ANFITRIONE (᾿Αμϕιτρύων, Amphitrúo, Amphitrão)
Figlio di Alfeo, re di Tirinto e Ipponoma, marito di Alcmena. Quando A. doveva tornare dalla spedizione dei Tafî, Zeus prese il suo aspetto ed andò da Alcmena la stessa notte o la notte prima del suo ritorno. Secondo i tragici, A. credette la moglie infedele e la portò fin sul rogo. In seguito nacquero due gemelli, Eracle ed Ificle. Secondo alcuni mitografi A. (o Hera) mandò i serpenti nella culla dei gemelli, per sapere quale dei due fosse suo figlio. A. morì combattendo contro i Minî; secondo un'altra versione, A. fu minacciato da Eracle e poi salvato da Atena. A Tebe Pausania (ix, 11, 1) vide i ruderi della casa di Anfitrione. L'arte figurata non ha rappresentato frequentemente A.; Christodoros (Anth. Pal., 11, 367 s.) ci tramanda l'esistenza di una statua di A. come vincitore dei Tafi e Plinio (Nat. hist., xxxv, 63) descrive un dipinto di Zeusi che raffigurava A. come spettatore nella scena del piccolo Eracle che strozza i serpenti. Questo stesso episodio appare su uno stàmnos della scuola del Pittore di Berlino. In un vaso pestano del pittore Python, A. è raffigurato, mentre con due fiaccole accende il rogo, su cui è la moglie Alcmena che invoca l'aiuto di Zeus. La stessa scena appare, con una versione leggermente diversa, su un'anfora campana. Incerta l'identificazione di A. nel personaggio maschile che spesso è presente sui vasi, su urne etrusche e pitture romane, rappresentanti le fatiche di Eracle.
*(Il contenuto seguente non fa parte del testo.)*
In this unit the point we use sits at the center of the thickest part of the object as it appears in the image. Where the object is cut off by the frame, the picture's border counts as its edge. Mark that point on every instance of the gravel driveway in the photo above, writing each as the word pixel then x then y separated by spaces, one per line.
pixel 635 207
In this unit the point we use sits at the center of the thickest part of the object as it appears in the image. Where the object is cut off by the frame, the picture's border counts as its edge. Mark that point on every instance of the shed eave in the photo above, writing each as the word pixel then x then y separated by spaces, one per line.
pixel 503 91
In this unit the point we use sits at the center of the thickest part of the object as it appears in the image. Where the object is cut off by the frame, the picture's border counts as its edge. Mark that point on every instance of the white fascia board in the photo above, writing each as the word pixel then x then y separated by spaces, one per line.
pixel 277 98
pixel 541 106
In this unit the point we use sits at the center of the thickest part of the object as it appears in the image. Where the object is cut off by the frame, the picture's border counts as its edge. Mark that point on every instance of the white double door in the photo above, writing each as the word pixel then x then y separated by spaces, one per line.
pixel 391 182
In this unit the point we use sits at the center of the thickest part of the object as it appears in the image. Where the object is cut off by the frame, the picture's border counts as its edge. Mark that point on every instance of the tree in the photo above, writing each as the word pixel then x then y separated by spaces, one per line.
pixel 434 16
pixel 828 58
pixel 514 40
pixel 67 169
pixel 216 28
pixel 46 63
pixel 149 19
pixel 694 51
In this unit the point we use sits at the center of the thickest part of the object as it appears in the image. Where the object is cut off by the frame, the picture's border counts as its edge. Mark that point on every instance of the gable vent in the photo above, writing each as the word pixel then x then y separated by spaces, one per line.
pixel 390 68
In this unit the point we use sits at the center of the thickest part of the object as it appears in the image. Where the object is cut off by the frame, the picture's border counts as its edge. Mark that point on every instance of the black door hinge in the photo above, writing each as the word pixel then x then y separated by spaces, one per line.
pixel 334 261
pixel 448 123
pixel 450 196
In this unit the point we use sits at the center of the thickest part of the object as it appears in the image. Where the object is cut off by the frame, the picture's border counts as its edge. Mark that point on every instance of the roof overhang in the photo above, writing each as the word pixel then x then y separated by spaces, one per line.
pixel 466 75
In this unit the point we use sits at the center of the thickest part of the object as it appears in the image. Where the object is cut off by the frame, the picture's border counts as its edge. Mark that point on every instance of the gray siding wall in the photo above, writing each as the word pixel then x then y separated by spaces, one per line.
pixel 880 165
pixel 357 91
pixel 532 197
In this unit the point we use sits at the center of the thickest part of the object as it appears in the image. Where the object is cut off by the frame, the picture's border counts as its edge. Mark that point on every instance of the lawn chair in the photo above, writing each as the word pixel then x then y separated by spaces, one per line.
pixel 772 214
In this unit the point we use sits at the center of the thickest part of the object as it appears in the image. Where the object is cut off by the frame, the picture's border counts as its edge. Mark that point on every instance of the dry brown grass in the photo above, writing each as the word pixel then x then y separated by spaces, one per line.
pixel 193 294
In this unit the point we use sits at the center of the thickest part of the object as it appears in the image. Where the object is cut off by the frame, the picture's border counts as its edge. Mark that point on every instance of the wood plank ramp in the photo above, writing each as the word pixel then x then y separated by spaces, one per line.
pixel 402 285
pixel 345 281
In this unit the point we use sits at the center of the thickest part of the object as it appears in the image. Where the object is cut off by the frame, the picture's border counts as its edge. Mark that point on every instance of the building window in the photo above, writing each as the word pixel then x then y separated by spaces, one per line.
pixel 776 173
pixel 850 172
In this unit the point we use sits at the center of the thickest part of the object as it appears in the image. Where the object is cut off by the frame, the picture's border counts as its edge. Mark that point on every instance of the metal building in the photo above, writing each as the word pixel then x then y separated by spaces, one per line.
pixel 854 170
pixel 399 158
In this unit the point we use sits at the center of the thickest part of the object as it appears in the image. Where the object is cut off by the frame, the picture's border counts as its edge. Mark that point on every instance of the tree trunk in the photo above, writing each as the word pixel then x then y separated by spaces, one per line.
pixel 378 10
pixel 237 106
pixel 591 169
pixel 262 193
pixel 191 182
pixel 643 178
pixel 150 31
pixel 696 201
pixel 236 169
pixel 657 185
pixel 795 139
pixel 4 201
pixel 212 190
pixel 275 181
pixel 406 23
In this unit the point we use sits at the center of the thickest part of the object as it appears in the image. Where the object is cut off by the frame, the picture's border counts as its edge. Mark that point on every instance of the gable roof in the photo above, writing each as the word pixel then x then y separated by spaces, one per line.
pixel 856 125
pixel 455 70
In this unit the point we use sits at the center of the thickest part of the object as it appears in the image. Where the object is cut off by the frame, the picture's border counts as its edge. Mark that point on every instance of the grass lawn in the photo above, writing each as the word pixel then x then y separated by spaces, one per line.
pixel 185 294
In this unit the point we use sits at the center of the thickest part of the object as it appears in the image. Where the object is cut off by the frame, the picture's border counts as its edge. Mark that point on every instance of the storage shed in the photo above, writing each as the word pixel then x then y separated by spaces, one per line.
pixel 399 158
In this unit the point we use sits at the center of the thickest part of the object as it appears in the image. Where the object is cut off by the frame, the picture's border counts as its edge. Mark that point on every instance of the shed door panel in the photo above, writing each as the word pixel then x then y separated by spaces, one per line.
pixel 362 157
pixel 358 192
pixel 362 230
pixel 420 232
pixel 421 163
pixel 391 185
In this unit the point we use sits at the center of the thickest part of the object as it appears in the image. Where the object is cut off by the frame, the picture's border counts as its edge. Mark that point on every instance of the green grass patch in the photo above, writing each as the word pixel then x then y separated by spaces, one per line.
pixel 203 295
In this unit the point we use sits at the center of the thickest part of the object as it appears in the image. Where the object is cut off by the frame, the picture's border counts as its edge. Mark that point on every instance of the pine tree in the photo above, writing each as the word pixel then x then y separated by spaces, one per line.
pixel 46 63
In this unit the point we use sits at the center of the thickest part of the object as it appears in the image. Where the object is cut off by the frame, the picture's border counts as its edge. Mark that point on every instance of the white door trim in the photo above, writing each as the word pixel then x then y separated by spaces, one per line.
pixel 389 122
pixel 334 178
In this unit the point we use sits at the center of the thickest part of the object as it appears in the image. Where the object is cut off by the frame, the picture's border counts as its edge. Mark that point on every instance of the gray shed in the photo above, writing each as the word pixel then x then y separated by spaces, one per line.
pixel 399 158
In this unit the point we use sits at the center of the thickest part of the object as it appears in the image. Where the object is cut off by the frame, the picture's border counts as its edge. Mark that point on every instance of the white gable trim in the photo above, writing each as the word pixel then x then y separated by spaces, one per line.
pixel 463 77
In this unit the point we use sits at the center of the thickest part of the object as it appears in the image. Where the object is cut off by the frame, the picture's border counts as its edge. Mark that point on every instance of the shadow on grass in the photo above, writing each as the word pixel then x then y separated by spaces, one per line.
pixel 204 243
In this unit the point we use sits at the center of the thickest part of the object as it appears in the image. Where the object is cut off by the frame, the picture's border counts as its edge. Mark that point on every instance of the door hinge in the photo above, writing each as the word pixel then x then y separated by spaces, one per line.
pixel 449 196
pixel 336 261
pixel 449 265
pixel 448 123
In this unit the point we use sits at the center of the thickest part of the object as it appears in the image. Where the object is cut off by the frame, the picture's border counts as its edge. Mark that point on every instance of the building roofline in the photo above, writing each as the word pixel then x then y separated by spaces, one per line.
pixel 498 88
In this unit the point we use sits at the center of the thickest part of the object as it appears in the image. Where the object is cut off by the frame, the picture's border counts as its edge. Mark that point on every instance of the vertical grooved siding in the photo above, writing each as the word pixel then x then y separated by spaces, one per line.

Bibl: H. W. Stoll, in Roscher, I, cc. 321-324, s. v. Amphitryon: J. Escher, in Pauly-Wissowa, I, cc. 1967-969, s. v. Amphitryon; J. C. Hoppin, Red-fig., I, p. 72, n. 82; C. V. A., British Museum, fasc. 2, tv. 1, 2 a e 2 b; Brunn-Körte, I rilievi delle urne etrusche, I-III, Roma-Berlino 1870-1916; W. Helbig, Kampanische Wandgemälde, Lipsia 1908, n. 1123 e p. 458; A. D. Trendall, Pestan Pottery, Londra 1936, p. 56, tav. XV; C. V. A., British Museum, fasc. 2, tav. 6, 7 a; F. Brommer, Herakles, Münster-Colonia 1953, p. 1.